Le Fonds Chine-Afrique explore des projets en Tunisie, dans un climat d’investissement encore fragilisé.
L’intérêt manifesté par le Fonds de développement Chine-Afrique (CAD Fund) pour la Tunisie traduit une volonté renouvelée d’attirer des capitaux étrangers, même si la concrétisation de ces intentions reste tributaire d’un environnement économique encore en recomposition. Reçue mardi à l’Agence de promotion de l’industrie et de l’innovation (APII), une délégation de haut niveau du fonds chinois a examiné plusieurs opportunités d’investissement, selon un communiqué officiel de l’agence.
Cette démarche s’inscrit dans une période où les autorités tunisiennes mettent en avant des réformes destinées à renforcer l’attractivité du pays. Lors des échanges avec les représentants du CAD Fund, les responsables de l’APII ont souligné les incitations fiscales, les dispositifs d’accompagnement et les efforts entrepris pour fluidifier le climat des affaires.
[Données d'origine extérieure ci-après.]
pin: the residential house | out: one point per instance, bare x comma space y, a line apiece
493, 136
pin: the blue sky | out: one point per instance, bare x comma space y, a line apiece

Des arguments régulièrement avancés, bien qu’ils peinent encore à se traduire par une dynamique soutenue d’investissements directs étrangers.
Dans le prolongement de ces discussions, la partie tunisienne a valorisé le positionnement géographique du pays, présenté comme une interface naturelle entre l’Europe, l’Afrique et le Moyen-Orient. Ce levier, souvent mobilisé dans la stratégie d’attractivité, se heurte néanmoins à des contraintes structurelles, notamment logistiques et réglementaires, qui limitent l’exploitation pleine de cet avantage comparatif.
L’accent a également été mis sur le capital humain et les compétences développées dans les secteurs industriels et technologiques. Si ces atouts restent reconnus, leur valorisation dépend étroitement de la capacité à stabiliser le cadre macroéconomique et à offrir une visibilité suffisante aux investisseurs étrangers, un point régulièrement souligné par les institutions financières internationales.
À l’issue de la visite, le CAD Fund a exprimé un intérêt pour plusieurs projets, sans qu’aucun engagement chiffré ni calendrier précis n’ait été communiqué pour le moment. Créé en 2007 par la Banque de développement de Chine, ce fonds intervient dans des secteurs structurants tels que les infrastructures, l’agriculture ou les zones industrielles, avec pour objectif d’accompagner les entreprises chinoises sur le continent africain.
Ce signal s’inscrit dans la recherche par Tunis de nouveaux relais de financement, à un moment où la diversification des partenaires devient une priorité. Reste que, sans accélération tangible des réformes et clarification du cadre d’investissement, ces intentions risquent de rejoindre la longue liste de projets annoncés mais différés, dans un contexte régional où la concurrence pour les capitaux s’intensifie, notamment au profit de pays plus stables comme le Maroc ou l’Égypte.